外つ歌:スタンダップヒーロー

 ballsたちは時間が足りないことを計算で確かめて機体完成を放棄すると、円になって盆踊りをして、英雄を呼ぶ大召喚魔術を使い出しました。
 プラチナballsが意味不明の命題を出して、これに対してballsたちが無線通信の歌で答え続けていくのです、そのたびに円から上がる光が強くなっていきました。

--我らは戦う人を呼ぶ
--傷つく事を恐れては、ささやかな心さえ守れない
--スタンダップ 我らのヒーロー
--我らの存在しない胸の奥、確かにあるメモリー
--スタンダップ 我らのヒーロー
--とじめやみにあわらわれて 人々が目覚めるそれまでに
--夜をまもるまぶしい足音

 ballsたちが静日救済を求めて祈りを捧げていると、未完成の機体の中心シートさえ入ってないコクピットルームの真ん中に転移の呪文を示す七つの螺旋が現れると、人影が吹き上がる白煙とともに現れました。

--お呼びだろうか。
 名前さえ書かれることのない一人の男を前にして、ballsたちはおずおずと声をあげました。
--お呼びです。
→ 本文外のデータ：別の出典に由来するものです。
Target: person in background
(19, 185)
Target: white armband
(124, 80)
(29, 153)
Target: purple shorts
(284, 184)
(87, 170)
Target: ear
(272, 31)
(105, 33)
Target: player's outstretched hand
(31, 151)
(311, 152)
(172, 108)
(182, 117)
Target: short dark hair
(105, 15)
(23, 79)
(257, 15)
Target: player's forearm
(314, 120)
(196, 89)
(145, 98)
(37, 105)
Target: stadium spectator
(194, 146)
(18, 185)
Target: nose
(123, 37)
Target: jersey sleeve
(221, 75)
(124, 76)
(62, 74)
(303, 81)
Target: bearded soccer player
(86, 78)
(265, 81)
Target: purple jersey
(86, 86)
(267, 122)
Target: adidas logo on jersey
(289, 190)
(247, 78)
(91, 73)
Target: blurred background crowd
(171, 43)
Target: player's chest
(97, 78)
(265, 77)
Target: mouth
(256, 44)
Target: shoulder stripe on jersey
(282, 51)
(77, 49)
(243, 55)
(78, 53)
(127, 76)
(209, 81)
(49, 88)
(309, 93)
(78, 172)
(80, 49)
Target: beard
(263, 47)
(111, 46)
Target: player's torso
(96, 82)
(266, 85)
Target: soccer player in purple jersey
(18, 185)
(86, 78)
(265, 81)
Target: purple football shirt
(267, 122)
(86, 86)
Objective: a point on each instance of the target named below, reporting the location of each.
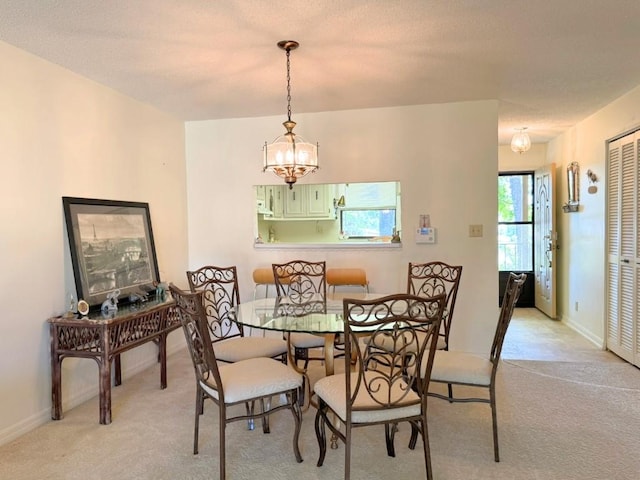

勇気ある女の子が危機なのです。
--なるほど。それは救わないといけないね。
 白い手袋をつけて拳を握ると、一人の男は機体を精霊手で殴りつけました。
--因果の前借りだ。動いて見せろ、救国号。
 未完成だった機体の瞳に火が灯りました。踊るような黄金の文字が打刻されはじめて動くはずのない機体が動き出したのです。
 次の瞬間、機体は青い流星のように世界移動しながら上空に打ち上がりました。宇宙船の天井から星空、星空から青空へ。
 両手を広げ、立った状態で機体を操る一人の男は、救国号に声を掛けました。。
--全力ダッシュだ。パイロットを無視して加速開始。100G出しても構わない。銀の谷へのゲートシフトは僕がやる。
 救国号は涙に見えるような光の筋を残すと、出力を上げました。長い長い青い光の線がいくつもの世界を越えていきました。